Publication Date: January 2016
Research and Editorial Team: Paata Turava, Levan Avalishvili and Sergi Jorbenadze
Freedom of Information Guidebook - Georgia

The Institute for the Development of Freedom of Information (IDFI) has released the second edition of the manual entitled “Freedom of Information – a Guide for Public Institutions”. With the support of the United States Agency for International Development (USAID), under the programme Good Governance in Georgia (G3), the guidebook was developed to provide civil servants, journalists, organisations and other stakeholders with relevant theoretical knowledge, as well as practical guidance, on how to interpret and apply legislation regulating the access to public information in Georgia. It can thus be useful for both professionals who request and who provide information.

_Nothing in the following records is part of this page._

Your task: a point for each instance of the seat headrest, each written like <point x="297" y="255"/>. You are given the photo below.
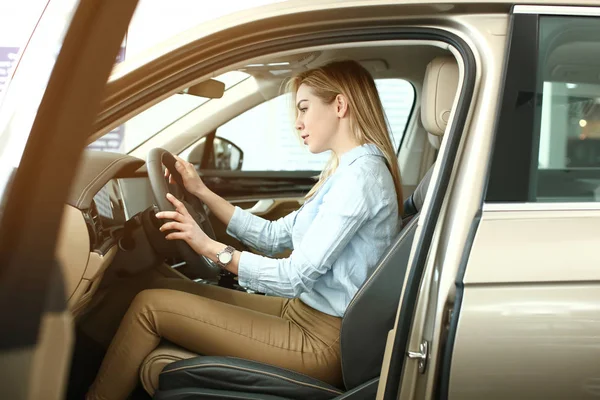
<point x="439" y="89"/>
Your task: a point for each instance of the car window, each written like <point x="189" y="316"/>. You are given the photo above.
<point x="569" y="114"/>
<point x="269" y="142"/>
<point x="551" y="152"/>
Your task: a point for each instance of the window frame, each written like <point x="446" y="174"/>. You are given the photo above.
<point x="509" y="186"/>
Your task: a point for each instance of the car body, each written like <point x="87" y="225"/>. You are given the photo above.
<point x="501" y="296"/>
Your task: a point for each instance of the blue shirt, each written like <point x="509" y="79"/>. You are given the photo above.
<point x="337" y="236"/>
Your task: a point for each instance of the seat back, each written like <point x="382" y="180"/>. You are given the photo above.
<point x="372" y="312"/>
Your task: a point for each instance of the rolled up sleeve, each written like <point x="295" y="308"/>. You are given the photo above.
<point x="343" y="211"/>
<point x="268" y="237"/>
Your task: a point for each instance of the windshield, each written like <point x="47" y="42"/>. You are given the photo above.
<point x="156" y="21"/>
<point x="143" y="126"/>
<point x="23" y="94"/>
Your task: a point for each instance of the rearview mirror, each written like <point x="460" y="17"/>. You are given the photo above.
<point x="211" y="89"/>
<point x="222" y="155"/>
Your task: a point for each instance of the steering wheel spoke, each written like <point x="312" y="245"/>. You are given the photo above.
<point x="203" y="266"/>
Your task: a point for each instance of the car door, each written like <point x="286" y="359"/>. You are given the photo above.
<point x="48" y="108"/>
<point x="526" y="324"/>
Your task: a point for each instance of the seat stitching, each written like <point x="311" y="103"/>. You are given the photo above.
<point x="255" y="371"/>
<point x="240" y="334"/>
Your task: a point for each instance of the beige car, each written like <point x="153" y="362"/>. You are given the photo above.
<point x="491" y="289"/>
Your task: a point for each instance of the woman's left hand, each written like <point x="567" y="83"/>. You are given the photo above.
<point x="188" y="229"/>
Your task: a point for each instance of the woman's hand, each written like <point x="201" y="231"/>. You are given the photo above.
<point x="188" y="229"/>
<point x="192" y="182"/>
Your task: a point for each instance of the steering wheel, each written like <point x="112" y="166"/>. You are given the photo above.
<point x="204" y="266"/>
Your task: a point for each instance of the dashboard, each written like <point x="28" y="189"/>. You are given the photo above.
<point x="115" y="203"/>
<point x="108" y="192"/>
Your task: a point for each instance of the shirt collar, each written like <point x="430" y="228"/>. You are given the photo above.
<point x="366" y="149"/>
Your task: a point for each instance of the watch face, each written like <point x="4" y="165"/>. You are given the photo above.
<point x="224" y="257"/>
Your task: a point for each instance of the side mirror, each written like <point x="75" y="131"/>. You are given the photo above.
<point x="227" y="156"/>
<point x="221" y="154"/>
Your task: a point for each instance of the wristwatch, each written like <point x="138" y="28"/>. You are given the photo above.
<point x="225" y="256"/>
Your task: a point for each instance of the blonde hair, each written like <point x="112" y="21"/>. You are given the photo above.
<point x="367" y="119"/>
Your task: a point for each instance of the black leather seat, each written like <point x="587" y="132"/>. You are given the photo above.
<point x="368" y="319"/>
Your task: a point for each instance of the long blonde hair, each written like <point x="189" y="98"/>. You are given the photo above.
<point x="367" y="119"/>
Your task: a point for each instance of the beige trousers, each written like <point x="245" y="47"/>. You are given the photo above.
<point x="214" y="321"/>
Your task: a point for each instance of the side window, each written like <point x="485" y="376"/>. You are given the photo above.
<point x="549" y="151"/>
<point x="267" y="137"/>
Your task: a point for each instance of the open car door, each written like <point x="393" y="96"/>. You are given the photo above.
<point x="46" y="116"/>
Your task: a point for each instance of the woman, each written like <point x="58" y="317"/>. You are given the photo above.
<point x="347" y="221"/>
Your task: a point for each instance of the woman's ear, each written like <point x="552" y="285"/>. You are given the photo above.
<point x="341" y="105"/>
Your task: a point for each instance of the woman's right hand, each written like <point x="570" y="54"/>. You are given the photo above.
<point x="191" y="180"/>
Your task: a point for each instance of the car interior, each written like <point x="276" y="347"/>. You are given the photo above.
<point x="109" y="236"/>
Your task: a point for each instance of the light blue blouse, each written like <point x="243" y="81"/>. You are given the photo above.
<point x="337" y="236"/>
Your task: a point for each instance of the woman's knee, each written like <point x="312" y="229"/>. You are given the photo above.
<point x="146" y="300"/>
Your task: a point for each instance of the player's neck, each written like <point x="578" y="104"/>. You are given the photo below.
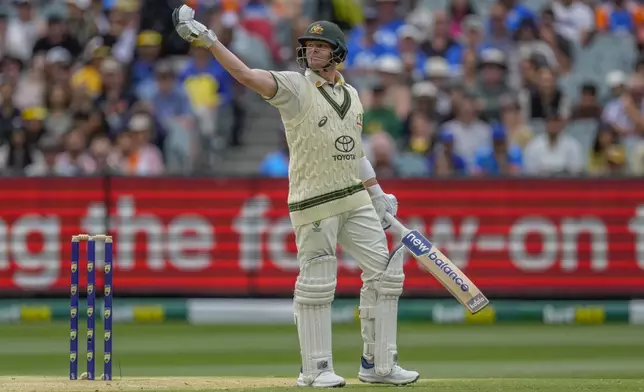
<point x="327" y="74"/>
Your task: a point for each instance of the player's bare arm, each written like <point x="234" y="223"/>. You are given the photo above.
<point x="258" y="80"/>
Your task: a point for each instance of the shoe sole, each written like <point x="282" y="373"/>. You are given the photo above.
<point x="342" y="384"/>
<point x="388" y="383"/>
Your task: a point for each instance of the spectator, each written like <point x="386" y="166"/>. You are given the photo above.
<point x="16" y="155"/>
<point x="575" y="20"/>
<point x="275" y="164"/>
<point x="554" y="153"/>
<point x="459" y="11"/>
<point x="588" y="106"/>
<point x="606" y="147"/>
<point x="519" y="133"/>
<point x="383" y="152"/>
<point x="443" y="160"/>
<point x="23" y="31"/>
<point x="57" y="35"/>
<point x="440" y="42"/>
<point x="500" y="158"/>
<point x="619" y="16"/>
<point x="468" y="131"/>
<point x="81" y="23"/>
<point x="48" y="150"/>
<point x="74" y="161"/>
<point x="138" y="156"/>
<point x="59" y="118"/>
<point x="492" y="86"/>
<point x="9" y="113"/>
<point x="148" y="52"/>
<point x="546" y="99"/>
<point x="626" y="113"/>
<point x="381" y="118"/>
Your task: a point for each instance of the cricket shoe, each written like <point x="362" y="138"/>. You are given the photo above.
<point x="397" y="376"/>
<point x="327" y="379"/>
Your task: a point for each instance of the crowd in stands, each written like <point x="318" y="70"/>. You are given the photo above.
<point x="449" y="87"/>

The guidebook presents legal documents and articles on freedom of expression which are applicable in the country, taken from the European Convention of Human Rights (to which Georgia is a party), the Georgian Constitution and the General Administrative Code of Georgia. The relevant concepts are explained in depth and exemplified, and the guidebook also contextualises the scope of the articles, providing clear examples of their applicability. Precisely because of this more practical approach, the guide can be handy also for non-jurists who are not used to consulting legal sources.

In its final sections, the guide explains the grounds on which freedom of expression can be restricted, and how to apply a proportionality test to assess whether access to information or the protection of privacy should be given priority. In its second edition, the “Freedom of Information Guidebook” includes new sections on personal data protection and proactive disclosure of public information.

Written by Paata Turava, Levan Avalishvili and Sergi Jorbenadze, the guidebook is available in English, Georgian, Armenian and Azerbaijani, thus being a valuable resource for professionals from all the region of the South Caucasus who go work in Georgia.